Great for 1) Increasing Load Speed
2) Decreasing Load on Database Servers
I've attached part of the Manual on various ways to create QVD's.
Hope it helps.
Hi Xena, I already use QVD files as part of the load process, as you say these load much faster, I then pull new data from the server.
Once loaded it is the amount of RAM being used and maxing out the CPUs when QlikView does the calculations that is the issue. My main thought was that the data would be better in multiple small tables all linked together, rather than fewer large tables, but this will be quite a big rebuild, so I was wanting some guidance and advice as to if this would be worth persuing.
QVD files can greatly improve the reload performance, but they have nothing to do with the run-time performance.

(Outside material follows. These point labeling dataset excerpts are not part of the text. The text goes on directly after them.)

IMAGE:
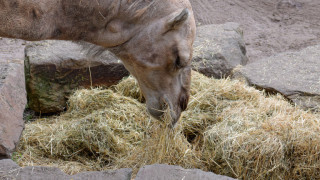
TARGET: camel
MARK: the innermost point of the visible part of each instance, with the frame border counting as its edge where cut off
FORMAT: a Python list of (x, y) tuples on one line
[(153, 38)]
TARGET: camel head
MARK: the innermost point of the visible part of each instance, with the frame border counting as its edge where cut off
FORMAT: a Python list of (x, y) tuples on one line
[(159, 56)]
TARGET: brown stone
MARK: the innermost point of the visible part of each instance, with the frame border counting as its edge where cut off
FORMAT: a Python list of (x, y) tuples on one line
[(162, 172), (54, 69), (218, 49), (12, 95), (295, 75)]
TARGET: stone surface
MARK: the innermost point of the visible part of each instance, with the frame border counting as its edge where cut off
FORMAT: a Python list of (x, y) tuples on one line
[(296, 75), (10, 170), (12, 94), (56, 68), (218, 49), (167, 172)]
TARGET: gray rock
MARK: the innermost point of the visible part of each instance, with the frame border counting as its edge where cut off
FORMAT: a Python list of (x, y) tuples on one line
[(167, 172), (218, 49), (296, 75), (12, 95), (10, 170), (56, 68)]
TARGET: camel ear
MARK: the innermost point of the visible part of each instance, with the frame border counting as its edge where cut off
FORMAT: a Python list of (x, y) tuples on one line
[(176, 22)]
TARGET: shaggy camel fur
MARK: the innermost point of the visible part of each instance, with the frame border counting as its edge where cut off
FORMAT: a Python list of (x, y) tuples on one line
[(153, 38)]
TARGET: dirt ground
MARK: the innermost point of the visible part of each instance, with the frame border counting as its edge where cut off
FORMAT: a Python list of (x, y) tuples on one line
[(270, 26)]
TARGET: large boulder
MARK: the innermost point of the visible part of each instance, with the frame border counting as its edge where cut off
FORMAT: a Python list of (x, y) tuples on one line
[(218, 49), (162, 172), (56, 68), (10, 170), (296, 75), (12, 95)]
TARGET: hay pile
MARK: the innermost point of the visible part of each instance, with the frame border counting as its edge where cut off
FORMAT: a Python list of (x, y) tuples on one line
[(228, 128)]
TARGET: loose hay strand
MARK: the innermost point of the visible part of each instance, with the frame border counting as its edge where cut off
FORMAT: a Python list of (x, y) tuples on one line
[(228, 128)]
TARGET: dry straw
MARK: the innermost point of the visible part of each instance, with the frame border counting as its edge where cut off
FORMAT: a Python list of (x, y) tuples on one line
[(228, 128)]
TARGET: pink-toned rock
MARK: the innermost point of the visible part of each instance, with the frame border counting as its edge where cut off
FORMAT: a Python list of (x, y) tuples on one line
[(12, 95)]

As for the relation between the data model structure and the run-time performance, my impression is that starting from QV 8.50 and up, it is better to have a small number of large tables. More important is that the data model should be a star schema - one fact table and a number of dimension tables. Certainly the complexity of the expressions on the front-end objects plays a role. Maybe it makes sense to set up some calculation conditions and force users to make selections.
In general, even very large appplications with a star data model performs well on a QlikView Server on a 64-bit machine.
Agree with Michael. An application having some 20 Mio records over 16 fields can be handled locally on standard PC with 2 GB of RAM, thus your datavolume should not a problem for a server. Recommend rather to look at the scripting and try to optimize there.
Also try to do as much calculations as possible while loading the data and writing to qvd-files. After that the calculations will just be more data in memory and will perform much, much faster. Not all calculations can be handled this way (obviously), but certainly more of them when using a star-schema to create a single fact table.
You probably already have things like 'Month(date) as Month' or 'Name&Lastname AS FullName' in the LOAD script, but you might be able to add some calculations as well.
some tips that I commonly use:
1- check the columns that haven't being used and remove them
2- Use QlikView Optimizer and pay attention in the top fields (sorted by BYTES). Try to reduce it (are they neccesary?, can I use autonumber?)
3- Try to use Autonumber for those fiels that relate the tables
I don't know if you thought on it, but you could start your application selecting the current month and year.
I had used that in our application. Create a macro that set the current month and year when it is started.